Acknowledging that RLHC doesn’t have the same scale as those companies, Mount said, “We need to compete in this marketplace, we need to win digitally and the best way to do that is to work with companies like Expedia. One of the things that’s so brilliant about it is for Expedia to sell our loyalty rates online, those eyeballs they’ve spent billions of dollars to get to their website have to go and sign up as a Hello Rewards member. That gives us the ability to market to them one to one. No longer are you just paying a big fee for that reservation. You are now gaining a customer and the ability to market to them one to one. You’re starting to see the industry looking at us and going, ‘That was brilliant.
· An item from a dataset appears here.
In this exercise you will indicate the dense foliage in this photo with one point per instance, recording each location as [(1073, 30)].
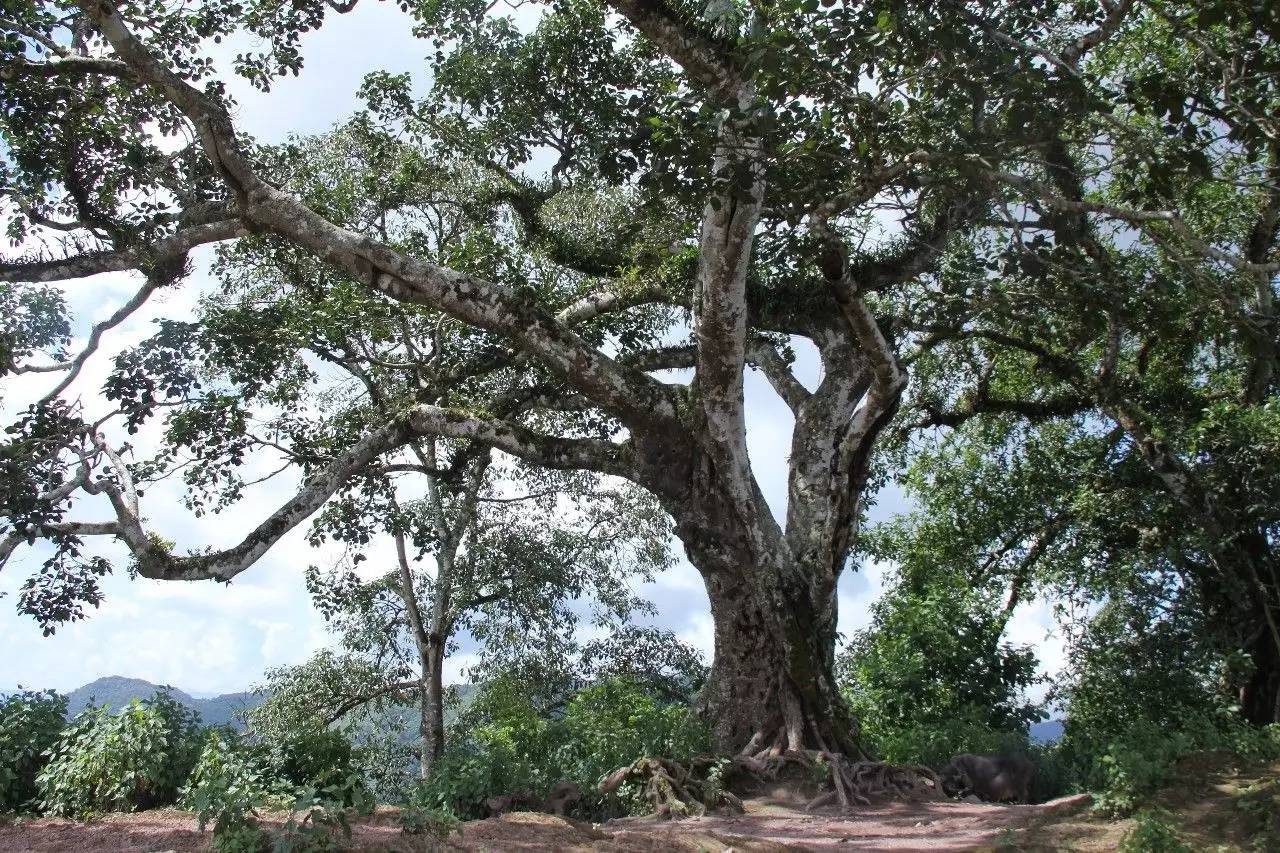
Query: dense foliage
[(31, 723), (506, 744), (135, 758), (1032, 246)]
How do we do it?’ We are going to win through innovation and technology, and that’s one way to do it.”
Roger Bloss, EVP/president of global development, added, “One thing I liked about the program is about 75% of those people who originally booked through Expedia have become direct bookers to the brand. If you start thinking about the cost savings, it’s pretty exciting. I like that it changed the playing field.”
Turning to how the RLHC and Vantage legacy brands will integrate when it comes to loyalty, Bernie Moyle, EVP/COO, said, “The end game is there has to be consolidation, but that’s in name not necessarily offer…Over time, they’ll have to evolve and join together. I don’t think we’ve figured out all of the mathematics behind that yet.”
And, Bloss noted, “If we’re going to be competitive in the loyalty programs, we need to have the technology to support that.”